De Beer hatte angekündigt, dass jeder der vier Akte aus der „Sicht“ verschiedener Charaktere gezeigt wird – ehrlich gesagt, ist dieses Vorhaben in der Umsetzung nicht ganz geglückt – und ehrlich gesagt kann ich mir nicht vorstellen (aber ja – ich bin ein alter weißer Mann), dass die Susanna hauptsächlich – wie (unnötigerweise) gezeigt wird, von Sexpuppen und Penissen phantasiert. Ebenso funktioniert die doch sehr konstruierte Verbindung zwischen Barbarina und Marcellina nicht – da gibt das Libretto von da Ponte nicht viel her. Dass dann beide in ein sehr buntes Kostüm mit der Aufschrift „Love“ gesteckt werden, ist ein wenig zu konstruiert.
Es ist alles in allem eine Inszenierung, bei der man sagen muss, dass in diesem Fall weniger viel mehr gewesen wäre – die Anzahl der Einfälle war manchmal überwältigend (ich denke, dass man sich das Stück durchaus ein zweites Mal anschauen müsste, um alle Details mitzubekommen).

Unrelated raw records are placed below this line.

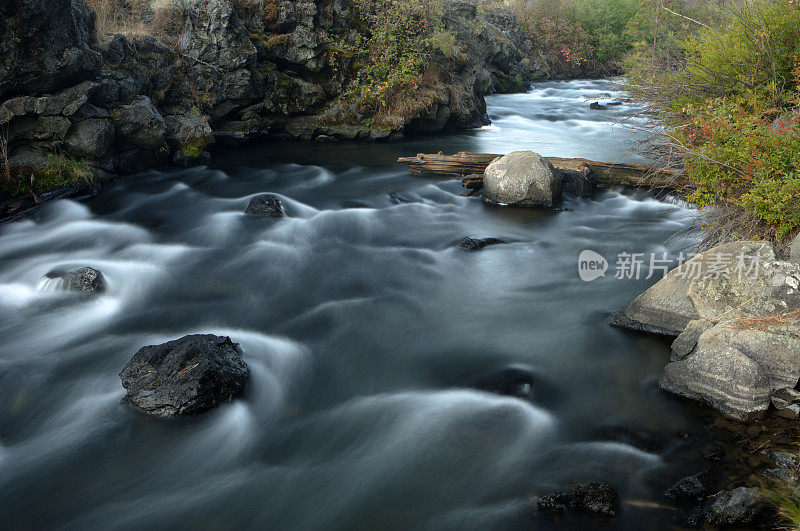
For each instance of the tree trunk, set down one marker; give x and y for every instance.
(471, 166)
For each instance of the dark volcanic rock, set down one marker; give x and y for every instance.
(186, 376)
(596, 498)
(45, 46)
(83, 279)
(735, 507)
(510, 381)
(266, 205)
(474, 244)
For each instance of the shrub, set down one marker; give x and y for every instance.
(719, 89)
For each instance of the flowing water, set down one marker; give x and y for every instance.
(362, 326)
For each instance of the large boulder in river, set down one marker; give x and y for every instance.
(721, 376)
(595, 498)
(734, 311)
(186, 376)
(732, 280)
(737, 507)
(84, 279)
(265, 205)
(522, 178)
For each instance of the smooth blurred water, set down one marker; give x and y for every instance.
(361, 323)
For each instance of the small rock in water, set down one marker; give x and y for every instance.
(782, 459)
(265, 205)
(786, 402)
(739, 506)
(186, 376)
(85, 279)
(510, 381)
(689, 488)
(474, 244)
(596, 498)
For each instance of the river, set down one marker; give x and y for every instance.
(363, 326)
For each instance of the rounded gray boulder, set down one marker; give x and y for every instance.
(522, 178)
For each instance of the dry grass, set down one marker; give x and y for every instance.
(6, 166)
(133, 17)
(112, 17)
(765, 323)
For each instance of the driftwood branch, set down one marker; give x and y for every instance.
(470, 166)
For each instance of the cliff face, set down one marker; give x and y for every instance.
(236, 71)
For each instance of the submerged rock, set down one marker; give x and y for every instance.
(710, 286)
(265, 205)
(510, 381)
(689, 488)
(786, 402)
(186, 376)
(522, 178)
(474, 244)
(596, 498)
(85, 279)
(740, 506)
(686, 341)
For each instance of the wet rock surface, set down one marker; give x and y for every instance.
(266, 205)
(84, 279)
(476, 244)
(522, 178)
(740, 506)
(595, 498)
(183, 377)
(737, 340)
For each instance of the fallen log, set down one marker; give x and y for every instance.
(470, 166)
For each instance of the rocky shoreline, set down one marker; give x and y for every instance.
(120, 105)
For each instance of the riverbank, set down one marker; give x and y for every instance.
(78, 108)
(366, 330)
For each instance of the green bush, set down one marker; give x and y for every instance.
(605, 23)
(60, 170)
(720, 83)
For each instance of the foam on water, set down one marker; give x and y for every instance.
(363, 325)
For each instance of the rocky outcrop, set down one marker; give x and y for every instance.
(85, 279)
(234, 71)
(596, 498)
(476, 244)
(737, 507)
(713, 285)
(522, 178)
(734, 310)
(265, 205)
(186, 376)
(45, 46)
(722, 377)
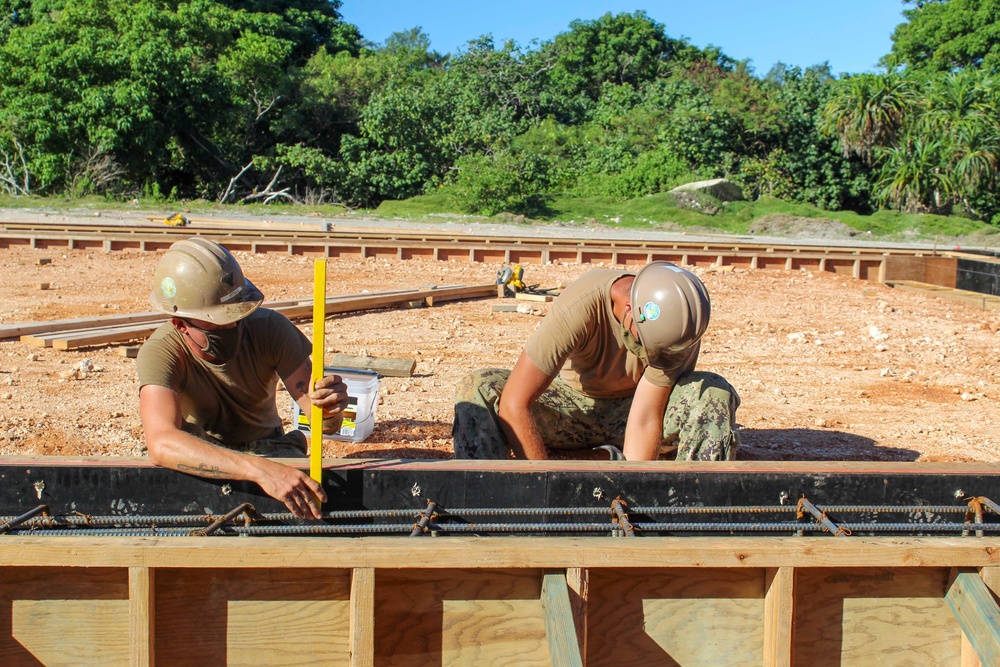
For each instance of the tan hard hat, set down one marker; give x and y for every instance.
(200, 279)
(671, 309)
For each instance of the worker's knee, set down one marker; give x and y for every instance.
(481, 387)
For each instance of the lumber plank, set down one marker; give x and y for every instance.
(102, 336)
(560, 628)
(141, 597)
(779, 609)
(578, 580)
(384, 366)
(464, 552)
(978, 614)
(362, 632)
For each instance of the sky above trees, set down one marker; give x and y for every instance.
(850, 34)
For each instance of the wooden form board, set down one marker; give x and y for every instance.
(773, 601)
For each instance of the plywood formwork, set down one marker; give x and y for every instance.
(395, 601)
(542, 600)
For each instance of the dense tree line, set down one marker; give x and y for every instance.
(246, 100)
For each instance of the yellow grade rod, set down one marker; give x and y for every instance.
(319, 335)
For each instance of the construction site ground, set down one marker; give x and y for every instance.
(827, 367)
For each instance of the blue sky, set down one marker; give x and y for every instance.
(851, 34)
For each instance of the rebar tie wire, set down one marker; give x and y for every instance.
(18, 520)
(426, 515)
(248, 510)
(619, 518)
(821, 518)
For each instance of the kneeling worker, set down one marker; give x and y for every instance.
(208, 378)
(612, 364)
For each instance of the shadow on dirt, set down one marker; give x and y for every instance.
(803, 444)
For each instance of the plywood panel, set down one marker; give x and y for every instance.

Apropos weniger – es erschließt sich mir nicht, dass sämtliche Logen (mit einer Ausnahme, wo zwei Personen drinnen saßen) leer waren – hat die Volksoper so viel Geld, dass man die Plätze nicht in den Verkauf brachte? Ich fand das sehr, sehr seltsam…
Aber zurück zum Geschehen auf der Bühne. Die Overtüre wurde von Omer Meir Wellber durchaus schwungvoll dirigiert, obwohl man sagen muss, dass das Orchester der Volksoper manchmal etwas derb klang (und besonders die Hörner zu Beginn nicht immer im Einklang mit den Sängern waren). Wie heutzutage oft zu sehen wurde auch die Ouvertüre mitinszeniert. In diesem Fall sah man eine Art Ballett, das in viereinhalb Minuten die gesamte Handlung des Stückes zusammenfasste – ein wirklich gelungener Einfall (wie schon oben beschrieben – an Einfällen mangelte es dieser Produktion wahrlich nicht!), der gleich zu Beginn Lust auf mehr machte!
Die Handlung wurde in die 1980er Jahre verlegt – der erste Akt zeigte angeblich die Sicht des Conte Almaviva. Man sah das Bettgemach des Ehepaars Almaviva und ein Wohnzimmer mit dem „Charme“ jener Zeit, dazwischen eine riesige Waschmaschine, die dann später beim Auftritt des Cherubino eine große Rolle spielte (Bühne – Ros Smith). Ins Auge stachen die Kostüme (Jorine van Beek), die perfekt dieser Zeit entsprachen – als ich den Cherubino im Trainingsanzug sah, hatte ich ein spontanes Flashback in die Zeit von 40 Jahren zuvor..
Sehr gut gelungen auch die Frisuren – Figaro mit der „infamous“ Vokuhila dieser Zeit (Vorne kurz hinten lang), die Frisur des Conte erinnerte mich ein wenig an den Kottan von Franz Buchrieser.
Was ich ebenfalls wirklich als sehr gelungen empfand war die Tatsache, dass – im Gegensatz zu den meisten Inszenierungen – die Figur der Marcellina als tatsächlich ältere/alte Frau dargestellt wird. Die Ähnlichkeit in den beiden ersten Akten mit Sophia Petrillo aus der damals sehr populären Serie „Golden Girls“ ist sicherlich beabsichtigt gewesen – wie De Beer auch bei anderen Figuren der Populärkultur „wilderte“ – unter anderem sah man auch Borat und Elvis…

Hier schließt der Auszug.